The terms are strict and absolute; there may not even be a kind word spoken to the child.
Often the young people go home in tears, or in a tearless rage, when they have seen the child
and faced this terrible paradox. They may brood over it for weeks or years. But as time goes on
they begin to realize that even if the child could be released, it would not get much good of its
freedom: a little vague pleasure of warmth and food, no real doubt, but little more. It is too
degraded and imbecile to know any real joy. It has been afraid too long ever to be free of fear.
Its habits are too uncouth for it to respond to humane treatment. Indeed, after so long it would
probably be wretched without walls about it to protect it, and darkness for its eyes, and its own
excrement to sit in. Their tears at the bitter injustice dry when they begin to perceive the terrible
justice of reality, and to accept it. Yet it is their tears and anger, the trying of their generosity and
the acceptance of their helplessness, which are perhaps the true source of the splendor of their
lives. Theirs is no vapid, irresponsible happiness. They know that they, like the child, are not
free. They know compassion. It is the existence of the child, and their knowledge of its
existence, that makes possible the nobility of their architecture, the poignancy of their music, the
profundity of their science. It is because of the child that they are so gentle with children. They
know that if the wretched one were not there sniveling in the dark, the other one, the flute-player,
could make no joyful music as the young riders line up in their beauty for the race in the sunlight
of the first morning of summer.

Now do you believe them? Are they not more credible? But there is one more thing to tell, and
this is quite incredible.

At times one of the adolescent girls or boys who go see the child does not go home to weep or
rage, does not, in fact, go home at all. Sometimes also a man or a woman much older falls silent
for a day or two, then leaves home. These people go out into the street, and walk down the
street alone. They keep walking, and walk straight out of the city of Omelas, through the
beautiful gates. They keep walking across the farmlands of Omelas.

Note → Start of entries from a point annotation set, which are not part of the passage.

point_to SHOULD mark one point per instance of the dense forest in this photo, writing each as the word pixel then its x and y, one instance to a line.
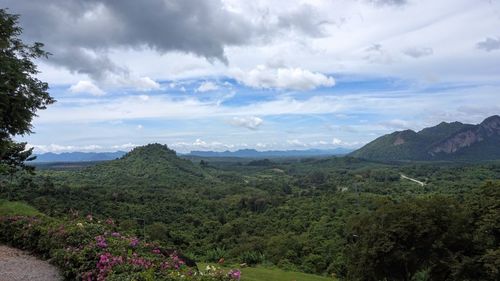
pixel 345 217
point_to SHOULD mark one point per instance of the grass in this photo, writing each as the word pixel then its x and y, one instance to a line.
pixel 8 208
pixel 275 274
pixel 261 273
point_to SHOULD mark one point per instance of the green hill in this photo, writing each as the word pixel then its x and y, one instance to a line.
pixel 446 141
pixel 150 165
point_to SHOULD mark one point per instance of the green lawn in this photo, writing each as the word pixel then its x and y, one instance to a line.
pixel 260 273
pixel 275 274
pixel 8 208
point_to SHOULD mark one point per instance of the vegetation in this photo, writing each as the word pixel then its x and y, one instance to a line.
pixel 21 93
pixel 8 208
pixel 322 216
pixel 86 249
pixel 446 141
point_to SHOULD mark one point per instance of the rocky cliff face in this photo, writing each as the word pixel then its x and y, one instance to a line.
pixel 446 141
pixel 488 128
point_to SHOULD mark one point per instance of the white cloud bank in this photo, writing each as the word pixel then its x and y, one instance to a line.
pixel 296 79
pixel 86 87
pixel 207 87
pixel 249 122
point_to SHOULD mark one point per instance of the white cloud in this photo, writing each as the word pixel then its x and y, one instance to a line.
pixel 125 146
pixel 283 78
pixel 249 122
pixel 143 97
pixel 86 87
pixel 417 52
pixel 207 86
pixel 56 148
pixel 296 142
pixel 201 144
pixel 337 141
pixel 489 44
pixel 144 84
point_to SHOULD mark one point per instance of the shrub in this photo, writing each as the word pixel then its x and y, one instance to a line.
pixel 89 250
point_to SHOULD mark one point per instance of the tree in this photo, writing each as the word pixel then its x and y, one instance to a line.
pixel 21 93
pixel 428 237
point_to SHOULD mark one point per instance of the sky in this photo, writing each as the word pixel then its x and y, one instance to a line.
pixel 265 74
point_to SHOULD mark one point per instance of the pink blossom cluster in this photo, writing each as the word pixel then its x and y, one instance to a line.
pixel 106 263
pixel 177 262
pixel 134 242
pixel 142 262
pixel 234 274
pixel 101 241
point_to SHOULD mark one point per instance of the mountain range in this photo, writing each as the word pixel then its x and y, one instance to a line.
pixel 252 153
pixel 78 156
pixel 447 141
pixel 242 153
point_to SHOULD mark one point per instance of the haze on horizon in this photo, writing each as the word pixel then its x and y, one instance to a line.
pixel 271 75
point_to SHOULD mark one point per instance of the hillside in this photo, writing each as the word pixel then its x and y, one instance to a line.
pixel 150 165
pixel 78 156
pixel 446 141
pixel 252 153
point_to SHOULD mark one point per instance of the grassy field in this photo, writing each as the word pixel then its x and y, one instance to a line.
pixel 275 274
pixel 8 208
pixel 261 273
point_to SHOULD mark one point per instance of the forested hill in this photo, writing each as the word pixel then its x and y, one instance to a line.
pixel 151 165
pixel 446 141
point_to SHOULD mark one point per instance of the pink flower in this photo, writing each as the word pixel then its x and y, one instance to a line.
pixel 101 242
pixel 235 274
pixel 134 242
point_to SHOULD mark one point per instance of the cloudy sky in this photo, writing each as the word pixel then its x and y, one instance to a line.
pixel 231 74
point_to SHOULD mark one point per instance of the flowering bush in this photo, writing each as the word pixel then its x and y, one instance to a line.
pixel 92 251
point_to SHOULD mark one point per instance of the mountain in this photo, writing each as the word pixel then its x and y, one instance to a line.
pixel 149 165
pixel 446 141
pixel 78 156
pixel 252 153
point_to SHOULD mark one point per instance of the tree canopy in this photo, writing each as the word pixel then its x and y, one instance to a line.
pixel 21 93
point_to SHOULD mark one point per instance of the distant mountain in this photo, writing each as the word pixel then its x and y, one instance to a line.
pixel 252 153
pixel 78 156
pixel 446 141
pixel 149 165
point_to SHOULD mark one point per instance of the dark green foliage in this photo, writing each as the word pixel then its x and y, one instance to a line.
pixel 21 93
pixel 446 141
pixel 433 236
pixel 292 214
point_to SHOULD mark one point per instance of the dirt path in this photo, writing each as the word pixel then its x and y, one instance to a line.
pixel 16 265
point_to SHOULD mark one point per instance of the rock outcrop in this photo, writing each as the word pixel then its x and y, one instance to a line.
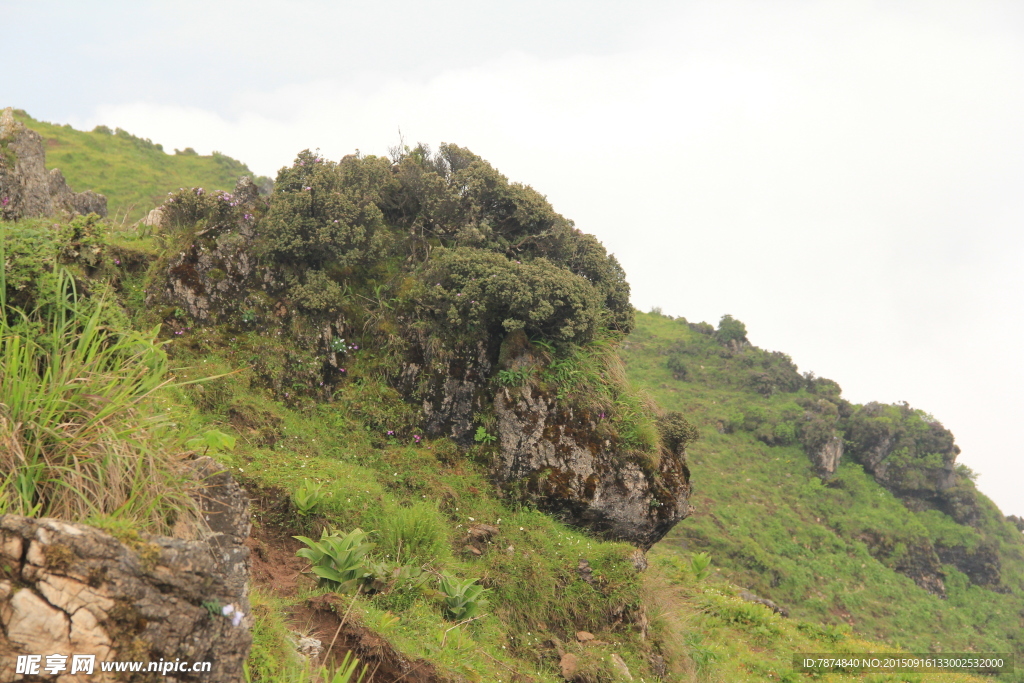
pixel 551 453
pixel 827 457
pixel 26 187
pixel 70 589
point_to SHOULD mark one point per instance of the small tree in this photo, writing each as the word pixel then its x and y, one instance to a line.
pixel 730 329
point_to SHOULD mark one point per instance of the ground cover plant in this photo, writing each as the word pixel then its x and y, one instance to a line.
pixel 133 173
pixel 846 550
pixel 380 528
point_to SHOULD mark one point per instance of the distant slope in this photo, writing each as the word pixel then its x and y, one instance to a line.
pixel 843 551
pixel 134 173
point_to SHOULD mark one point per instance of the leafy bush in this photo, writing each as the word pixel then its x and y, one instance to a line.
pixel 308 497
pixel 483 293
pixel 325 214
pixel 729 330
pixel 415 535
pixel 700 566
pixel 75 439
pixel 198 208
pixel 337 559
pixel 676 431
pixel 463 598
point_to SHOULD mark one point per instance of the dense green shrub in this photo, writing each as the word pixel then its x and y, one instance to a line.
pixel 324 214
pixel 676 431
pixel 729 329
pixel 485 293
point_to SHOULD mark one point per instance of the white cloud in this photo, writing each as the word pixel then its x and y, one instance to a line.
pixel 844 177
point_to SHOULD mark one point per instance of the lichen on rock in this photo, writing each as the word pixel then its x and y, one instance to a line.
pixel 27 189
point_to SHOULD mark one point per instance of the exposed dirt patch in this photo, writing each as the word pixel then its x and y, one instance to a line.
pixel 273 563
pixel 275 568
pixel 322 617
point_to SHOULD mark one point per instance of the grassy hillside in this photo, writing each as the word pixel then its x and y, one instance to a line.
pixel 133 173
pixel 837 552
pixel 339 449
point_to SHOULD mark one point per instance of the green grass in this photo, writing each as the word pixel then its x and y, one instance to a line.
pixel 830 552
pixel 79 437
pixel 133 173
pixel 80 377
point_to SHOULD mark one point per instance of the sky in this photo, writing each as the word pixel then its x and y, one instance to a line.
pixel 846 177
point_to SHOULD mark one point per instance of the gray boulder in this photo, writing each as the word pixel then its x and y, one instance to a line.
pixel 27 189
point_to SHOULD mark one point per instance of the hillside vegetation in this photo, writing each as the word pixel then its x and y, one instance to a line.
pixel 892 558
pixel 356 348
pixel 133 173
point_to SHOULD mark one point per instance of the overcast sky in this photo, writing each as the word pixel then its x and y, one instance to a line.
pixel 845 177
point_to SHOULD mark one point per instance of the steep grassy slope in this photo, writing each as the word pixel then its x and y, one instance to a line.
pixel 333 465
pixel 133 173
pixel 326 446
pixel 839 552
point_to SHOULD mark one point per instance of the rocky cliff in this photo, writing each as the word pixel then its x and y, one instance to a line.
pixel 548 450
pixel 27 189
pixel 71 589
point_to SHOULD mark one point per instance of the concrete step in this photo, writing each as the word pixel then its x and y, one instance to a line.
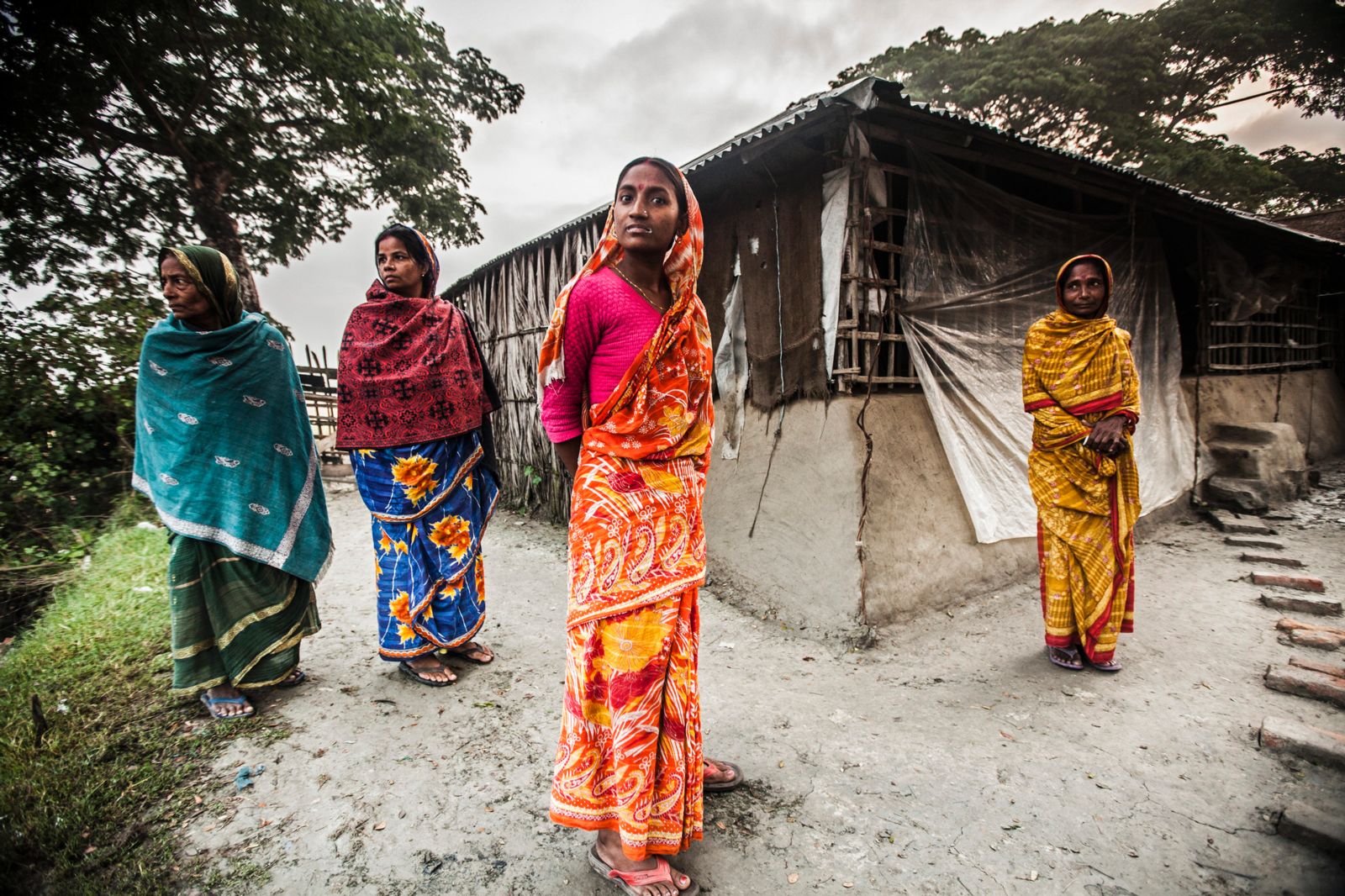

Each one goes alone, youth
or girl, man or woman.

Night falls; the traveler must pass down village streets, between the houses with yellow- lit
windows, and on out into the darkness of the fields. Each alone, they go west or north, towards
the mountains. They go on. They leave Omelas, they walk ahead into the darkness, and they
do not come back. The place they go towards is a place even less imaginable to most of us than
the city of happiness. I cannot describe it at all. It is possible that it does not exist. But they seem
to know where they are going, the ones who walk away from Omelas.